Archaeology
Professor Michael Parker Pearson (University College London)
Wednesday 28/09/2022 @ 7pm
GGLT (Geography Lecture Theatre)
Much new research has been directed at Stonehenge in the last two decades by numerous teams and organisations. We now have a better understanding of its constructional sequence and of its context within its surrounding ceremonial and inhabited landscape as well as of its wider setting within the British and European Neolithic - Early Bronze Age. Scientific analyses of isotopes, aDNA, bluestone and sarsen geology, following on from recent archaeological excavations, have helped to transform our understanding of the people who built Stonehenge, where they obtained its materials, and where they came from. Stonehenge's origins and purpose continue to be debated, attempting to account for its various astronomical, funerary, architectural, and contextual elements that make it such an enigmatic monument - the most elaborate and labour-intensive of all of Britain and Ireland's stone circles.
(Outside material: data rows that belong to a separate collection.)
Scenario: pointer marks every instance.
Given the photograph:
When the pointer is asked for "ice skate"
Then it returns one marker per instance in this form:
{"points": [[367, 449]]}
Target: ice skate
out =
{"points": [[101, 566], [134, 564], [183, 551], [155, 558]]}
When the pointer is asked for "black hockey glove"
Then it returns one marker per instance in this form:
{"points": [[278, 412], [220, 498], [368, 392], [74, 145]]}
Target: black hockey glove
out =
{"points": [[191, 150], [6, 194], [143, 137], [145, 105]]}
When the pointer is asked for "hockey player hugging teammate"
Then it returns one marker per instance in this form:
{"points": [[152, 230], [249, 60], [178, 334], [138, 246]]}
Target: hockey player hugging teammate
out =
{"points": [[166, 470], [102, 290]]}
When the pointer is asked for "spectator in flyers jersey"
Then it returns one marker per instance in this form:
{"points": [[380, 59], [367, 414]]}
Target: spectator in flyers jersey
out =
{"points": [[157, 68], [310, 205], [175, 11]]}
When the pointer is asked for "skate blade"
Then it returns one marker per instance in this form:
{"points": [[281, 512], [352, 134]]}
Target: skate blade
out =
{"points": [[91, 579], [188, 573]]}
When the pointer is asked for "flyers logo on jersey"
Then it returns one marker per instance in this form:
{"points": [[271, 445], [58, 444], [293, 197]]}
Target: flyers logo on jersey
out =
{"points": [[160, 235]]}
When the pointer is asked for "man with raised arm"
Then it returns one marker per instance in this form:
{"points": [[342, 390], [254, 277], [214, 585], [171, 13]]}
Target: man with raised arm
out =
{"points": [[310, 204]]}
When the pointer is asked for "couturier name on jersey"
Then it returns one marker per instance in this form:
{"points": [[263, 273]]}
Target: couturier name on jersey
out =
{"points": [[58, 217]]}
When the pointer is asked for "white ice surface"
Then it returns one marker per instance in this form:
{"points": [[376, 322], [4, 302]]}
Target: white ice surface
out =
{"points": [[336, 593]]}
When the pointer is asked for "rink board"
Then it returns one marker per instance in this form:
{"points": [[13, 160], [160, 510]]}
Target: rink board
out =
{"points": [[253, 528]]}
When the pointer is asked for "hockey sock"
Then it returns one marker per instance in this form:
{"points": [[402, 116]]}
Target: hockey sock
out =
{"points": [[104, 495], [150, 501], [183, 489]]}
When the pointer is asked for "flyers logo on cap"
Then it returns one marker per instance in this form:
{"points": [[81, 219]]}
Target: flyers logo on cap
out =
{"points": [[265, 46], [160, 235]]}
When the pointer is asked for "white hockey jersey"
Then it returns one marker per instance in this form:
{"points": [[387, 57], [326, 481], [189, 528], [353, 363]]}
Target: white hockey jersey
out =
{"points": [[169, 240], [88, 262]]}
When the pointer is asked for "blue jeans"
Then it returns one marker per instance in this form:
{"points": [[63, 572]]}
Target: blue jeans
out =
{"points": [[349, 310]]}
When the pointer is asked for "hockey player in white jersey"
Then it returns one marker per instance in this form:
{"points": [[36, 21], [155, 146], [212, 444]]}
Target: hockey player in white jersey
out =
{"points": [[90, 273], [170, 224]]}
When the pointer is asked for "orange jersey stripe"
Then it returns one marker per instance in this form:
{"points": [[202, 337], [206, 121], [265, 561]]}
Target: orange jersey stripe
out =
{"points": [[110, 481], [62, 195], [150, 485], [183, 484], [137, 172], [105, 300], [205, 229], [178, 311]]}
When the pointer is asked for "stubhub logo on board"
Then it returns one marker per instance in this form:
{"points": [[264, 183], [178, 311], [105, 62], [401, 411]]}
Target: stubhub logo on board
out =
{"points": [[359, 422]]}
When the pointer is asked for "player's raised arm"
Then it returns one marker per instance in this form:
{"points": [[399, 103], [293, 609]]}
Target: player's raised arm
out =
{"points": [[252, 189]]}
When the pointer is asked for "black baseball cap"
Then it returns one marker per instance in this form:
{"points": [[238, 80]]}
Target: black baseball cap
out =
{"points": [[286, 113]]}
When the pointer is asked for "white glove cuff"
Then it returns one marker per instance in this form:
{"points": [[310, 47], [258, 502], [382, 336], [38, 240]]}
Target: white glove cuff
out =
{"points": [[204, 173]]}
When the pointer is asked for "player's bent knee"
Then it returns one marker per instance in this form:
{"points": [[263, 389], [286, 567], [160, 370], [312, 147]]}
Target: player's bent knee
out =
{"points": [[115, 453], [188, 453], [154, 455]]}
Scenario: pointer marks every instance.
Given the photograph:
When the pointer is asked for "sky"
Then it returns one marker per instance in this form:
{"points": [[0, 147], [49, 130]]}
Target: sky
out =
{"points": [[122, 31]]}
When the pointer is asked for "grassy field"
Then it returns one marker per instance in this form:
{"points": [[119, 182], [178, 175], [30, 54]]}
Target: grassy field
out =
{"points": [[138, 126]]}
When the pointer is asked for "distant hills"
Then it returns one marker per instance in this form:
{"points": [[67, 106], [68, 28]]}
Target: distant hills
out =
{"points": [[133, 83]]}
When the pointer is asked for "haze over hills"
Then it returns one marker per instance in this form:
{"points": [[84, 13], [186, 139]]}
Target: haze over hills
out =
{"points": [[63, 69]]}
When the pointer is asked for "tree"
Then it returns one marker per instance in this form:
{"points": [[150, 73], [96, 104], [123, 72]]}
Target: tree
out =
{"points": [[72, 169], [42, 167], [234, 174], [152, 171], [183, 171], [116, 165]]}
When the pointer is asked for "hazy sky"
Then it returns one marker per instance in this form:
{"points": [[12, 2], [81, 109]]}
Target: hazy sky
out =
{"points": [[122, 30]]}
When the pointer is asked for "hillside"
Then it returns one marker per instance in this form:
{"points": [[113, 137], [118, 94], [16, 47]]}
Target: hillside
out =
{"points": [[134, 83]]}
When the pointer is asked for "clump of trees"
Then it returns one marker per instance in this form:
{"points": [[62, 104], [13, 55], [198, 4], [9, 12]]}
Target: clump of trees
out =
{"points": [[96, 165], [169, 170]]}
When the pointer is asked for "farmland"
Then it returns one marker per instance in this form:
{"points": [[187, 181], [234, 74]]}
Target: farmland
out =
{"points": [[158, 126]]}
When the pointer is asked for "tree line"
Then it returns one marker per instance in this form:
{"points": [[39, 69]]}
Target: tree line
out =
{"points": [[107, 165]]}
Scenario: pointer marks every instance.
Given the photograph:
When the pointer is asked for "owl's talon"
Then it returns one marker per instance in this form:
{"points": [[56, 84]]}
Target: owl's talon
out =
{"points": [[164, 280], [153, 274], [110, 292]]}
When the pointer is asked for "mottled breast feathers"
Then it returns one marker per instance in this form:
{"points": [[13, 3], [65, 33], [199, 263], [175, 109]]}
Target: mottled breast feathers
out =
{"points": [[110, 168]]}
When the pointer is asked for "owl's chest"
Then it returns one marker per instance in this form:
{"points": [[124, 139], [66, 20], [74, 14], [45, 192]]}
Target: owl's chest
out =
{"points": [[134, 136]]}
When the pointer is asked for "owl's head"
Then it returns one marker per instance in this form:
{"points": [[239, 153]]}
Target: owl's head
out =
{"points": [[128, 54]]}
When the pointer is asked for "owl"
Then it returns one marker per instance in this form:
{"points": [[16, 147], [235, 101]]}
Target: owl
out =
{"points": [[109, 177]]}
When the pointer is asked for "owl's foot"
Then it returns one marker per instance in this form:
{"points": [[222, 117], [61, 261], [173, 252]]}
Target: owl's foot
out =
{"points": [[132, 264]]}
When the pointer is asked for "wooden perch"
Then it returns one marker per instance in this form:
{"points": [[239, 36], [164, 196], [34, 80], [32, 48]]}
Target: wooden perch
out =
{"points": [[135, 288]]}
Yet some interpretations now appear less plausible than others. Whilst some archaeologists have been convinced that it could have been built only by a deeply hierarchical, chiefdom-type society, the increasing evidence for collective and cooperative organisation suggests otherwise. Its origins also now appear to be bound up with long-distance relationships to the sources of the bluestones 240km away in west Wales.